Ты еще более поймешь значение этого воздержания, когда я тебе скажу, что требования умеренной партии студентов в сущности совершенно справедливы. Адрес этой партии – тот, который был показан Тучкову, – содержит в себе две статьи. Студенты просят: 1) отмены 50-рублевой платы; 2) позволения объясняться с начальством через депутатов.
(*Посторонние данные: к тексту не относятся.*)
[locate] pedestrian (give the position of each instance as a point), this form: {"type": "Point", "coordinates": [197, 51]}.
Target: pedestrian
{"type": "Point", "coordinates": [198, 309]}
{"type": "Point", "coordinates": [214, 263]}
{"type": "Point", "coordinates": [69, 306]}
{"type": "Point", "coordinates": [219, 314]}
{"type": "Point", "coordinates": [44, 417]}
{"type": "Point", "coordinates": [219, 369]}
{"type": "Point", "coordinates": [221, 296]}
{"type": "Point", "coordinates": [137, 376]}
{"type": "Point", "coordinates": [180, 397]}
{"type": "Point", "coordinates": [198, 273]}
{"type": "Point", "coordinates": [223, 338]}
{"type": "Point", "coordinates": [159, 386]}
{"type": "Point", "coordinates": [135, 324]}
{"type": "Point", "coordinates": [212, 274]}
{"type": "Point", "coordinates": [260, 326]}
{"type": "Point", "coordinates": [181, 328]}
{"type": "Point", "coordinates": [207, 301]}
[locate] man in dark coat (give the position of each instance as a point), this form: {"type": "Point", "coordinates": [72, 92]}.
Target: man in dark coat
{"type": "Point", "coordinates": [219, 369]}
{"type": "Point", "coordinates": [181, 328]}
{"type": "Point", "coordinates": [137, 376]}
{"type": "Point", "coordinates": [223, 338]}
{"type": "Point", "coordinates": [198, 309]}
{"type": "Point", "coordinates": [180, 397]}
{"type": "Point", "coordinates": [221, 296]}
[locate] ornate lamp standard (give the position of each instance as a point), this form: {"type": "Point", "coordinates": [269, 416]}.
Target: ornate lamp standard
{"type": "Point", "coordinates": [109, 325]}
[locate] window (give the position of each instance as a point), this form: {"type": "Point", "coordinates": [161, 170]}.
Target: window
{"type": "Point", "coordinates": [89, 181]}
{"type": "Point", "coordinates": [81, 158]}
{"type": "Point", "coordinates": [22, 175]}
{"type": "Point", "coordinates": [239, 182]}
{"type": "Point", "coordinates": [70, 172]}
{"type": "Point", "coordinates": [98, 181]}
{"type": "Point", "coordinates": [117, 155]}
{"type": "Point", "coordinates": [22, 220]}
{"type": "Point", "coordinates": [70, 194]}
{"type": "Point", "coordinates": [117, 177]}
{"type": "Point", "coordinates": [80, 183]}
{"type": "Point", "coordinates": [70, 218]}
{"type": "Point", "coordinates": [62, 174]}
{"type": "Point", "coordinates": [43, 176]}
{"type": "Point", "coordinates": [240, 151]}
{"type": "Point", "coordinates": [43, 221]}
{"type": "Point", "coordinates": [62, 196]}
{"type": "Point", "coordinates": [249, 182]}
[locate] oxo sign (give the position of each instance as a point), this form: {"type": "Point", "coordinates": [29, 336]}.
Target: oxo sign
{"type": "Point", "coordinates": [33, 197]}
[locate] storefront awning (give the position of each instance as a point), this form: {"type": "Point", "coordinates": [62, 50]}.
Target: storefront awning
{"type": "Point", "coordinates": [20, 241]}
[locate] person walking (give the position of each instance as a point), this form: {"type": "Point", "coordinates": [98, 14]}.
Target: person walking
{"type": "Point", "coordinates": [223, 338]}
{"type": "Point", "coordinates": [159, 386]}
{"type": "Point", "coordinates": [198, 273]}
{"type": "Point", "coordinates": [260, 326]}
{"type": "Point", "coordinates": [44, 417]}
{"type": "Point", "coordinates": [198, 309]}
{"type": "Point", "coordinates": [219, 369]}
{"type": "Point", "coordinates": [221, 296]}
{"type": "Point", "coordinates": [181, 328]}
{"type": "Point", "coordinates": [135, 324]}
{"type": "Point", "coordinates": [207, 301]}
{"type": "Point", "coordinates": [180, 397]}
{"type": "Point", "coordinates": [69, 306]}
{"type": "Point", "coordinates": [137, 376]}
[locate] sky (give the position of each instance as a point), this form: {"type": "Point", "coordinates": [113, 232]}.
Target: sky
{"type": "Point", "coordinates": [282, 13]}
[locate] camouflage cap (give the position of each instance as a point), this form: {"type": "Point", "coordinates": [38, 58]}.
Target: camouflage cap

Что касается до первого, то ты должен знать, что в силу новых распоряжений студенты, представляющие свидетельство о бедности, не избавляются более от платы 50 рублей в год. Этим думали исключить из университетов слишком демократические элементы. Кто хоть немного знает университеты, понимает, что это совершенные пустяки. Однако правительство имело бы полное право сделать такое ограничение, если бы оно распространялось только на вновь вступающих. Мера осталась бы не только бесполезною, но и вредною и в высшей степени непопулярною; никто не мог бы назвать ее несправедливою. Но когда бедный студент вступил в университет в надежде на закон, который избавляет его от платы, и вдруг, после 2 – 3-летней работы принужден выйти, потому что ему нечем заплатить, то это идет против всех начал справедливости. Кто писал подобный закон, тот не имел ни малейшего понятия о том, что такое законодательство. Оттого у нас общее мнение все стоит за студентов. Нравственно они правы.